Incredibly selfish as it might seem, I think that too many of my mortality thoughts up to that point had had more to do with my anxiety about not getting far enough down my "list" than about what kind of mess I would be leaving behind me if I popped off prematurely. Now I've had this epiphany. I have to look after myself not only because there's much left for me to accomplish in this world, but perhaps even more so because I have this immense responsibility to help these incredible little beings along the way to a half-decent life. I've got kids under the age of 5. Unless I stop screwing up right now, they may not have a dad through their teenage years.

So.

Boring as this may be, I'm now determined to make some serious changes to my lifestyle, in hopes that it isn't too late to prolong my life a little, and improve my ability to deal with everything lying directly in my path.
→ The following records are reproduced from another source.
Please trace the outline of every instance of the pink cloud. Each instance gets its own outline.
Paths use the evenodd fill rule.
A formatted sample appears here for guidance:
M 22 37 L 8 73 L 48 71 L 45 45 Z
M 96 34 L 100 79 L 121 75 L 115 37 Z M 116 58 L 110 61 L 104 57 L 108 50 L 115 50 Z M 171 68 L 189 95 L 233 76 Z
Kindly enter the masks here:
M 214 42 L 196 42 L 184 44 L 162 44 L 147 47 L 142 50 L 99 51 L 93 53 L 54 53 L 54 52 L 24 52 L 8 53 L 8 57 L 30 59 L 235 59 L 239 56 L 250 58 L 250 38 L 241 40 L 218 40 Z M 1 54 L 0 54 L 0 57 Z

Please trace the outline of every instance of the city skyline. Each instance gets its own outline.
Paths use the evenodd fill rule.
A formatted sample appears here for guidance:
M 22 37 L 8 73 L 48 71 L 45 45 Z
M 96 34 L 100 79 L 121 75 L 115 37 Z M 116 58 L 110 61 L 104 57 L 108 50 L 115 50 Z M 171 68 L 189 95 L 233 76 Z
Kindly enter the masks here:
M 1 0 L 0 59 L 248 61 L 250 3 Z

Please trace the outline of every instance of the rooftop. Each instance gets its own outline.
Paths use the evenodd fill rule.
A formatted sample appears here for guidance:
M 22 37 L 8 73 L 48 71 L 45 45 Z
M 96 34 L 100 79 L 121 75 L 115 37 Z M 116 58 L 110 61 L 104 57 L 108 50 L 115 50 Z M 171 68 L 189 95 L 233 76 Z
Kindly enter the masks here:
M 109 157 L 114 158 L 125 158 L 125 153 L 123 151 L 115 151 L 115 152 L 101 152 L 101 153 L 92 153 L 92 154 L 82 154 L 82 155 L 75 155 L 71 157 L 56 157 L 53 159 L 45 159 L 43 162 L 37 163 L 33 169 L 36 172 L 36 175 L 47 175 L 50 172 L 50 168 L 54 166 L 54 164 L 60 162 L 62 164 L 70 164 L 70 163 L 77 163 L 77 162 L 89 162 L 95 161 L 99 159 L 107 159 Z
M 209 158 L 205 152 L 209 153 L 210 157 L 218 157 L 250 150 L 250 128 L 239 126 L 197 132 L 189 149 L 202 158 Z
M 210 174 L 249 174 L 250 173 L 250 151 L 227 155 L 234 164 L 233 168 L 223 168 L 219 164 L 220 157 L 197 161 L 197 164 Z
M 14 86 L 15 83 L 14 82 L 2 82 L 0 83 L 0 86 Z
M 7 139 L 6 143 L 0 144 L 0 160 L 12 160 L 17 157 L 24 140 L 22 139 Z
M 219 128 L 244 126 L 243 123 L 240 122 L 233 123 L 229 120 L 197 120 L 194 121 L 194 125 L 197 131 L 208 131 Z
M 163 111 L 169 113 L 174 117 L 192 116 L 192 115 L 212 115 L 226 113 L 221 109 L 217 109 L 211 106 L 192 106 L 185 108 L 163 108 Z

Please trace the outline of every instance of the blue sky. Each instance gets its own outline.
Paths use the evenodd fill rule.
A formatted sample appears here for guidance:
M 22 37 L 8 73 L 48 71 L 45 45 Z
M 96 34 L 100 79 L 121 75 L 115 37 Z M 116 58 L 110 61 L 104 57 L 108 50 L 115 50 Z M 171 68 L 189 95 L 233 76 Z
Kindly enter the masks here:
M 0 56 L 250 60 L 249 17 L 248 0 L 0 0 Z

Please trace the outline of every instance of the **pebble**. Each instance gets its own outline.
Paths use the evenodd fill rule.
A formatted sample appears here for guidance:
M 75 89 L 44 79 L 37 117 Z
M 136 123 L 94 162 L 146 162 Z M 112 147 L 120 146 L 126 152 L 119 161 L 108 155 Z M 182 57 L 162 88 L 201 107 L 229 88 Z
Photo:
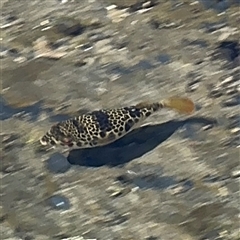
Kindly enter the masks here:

I'm tired of waking up tired, and feeling the ache in my knees from carrying so much fat, and feeling like there's a risk that if I step off a stair awkwardly I'm going to break and ankle, and all of the million other things that follow from the fact that I eat and drink too much and don't move around enough.

It's got to change, and -- sorry -- it's going to get talked about here.

Thursday, July 24, 2008

Emptying the nest

Sad to see my last post was about galumphing on the trail given that shortly after this I tore a calf muscle (dancing) and have not been able to galumph at all since then.

Summer proceeds apace, though it was great to have a server in a restaurant yesterday tell me we're not at the halfway point yet.

Emptying the nest. Oldest offspring just got a job in Toronto. Only for 4 months but still....

Second oldest going away to university.

So in September we'll be down to a household of only SIX. I'll be rattling around empty hallways like Kierkegaard.

Tuesday, July 08, 2008

hot as hades

And yet still I've galumphed down the trail and earned the beer I'll sip tonight at the James Taylor concert.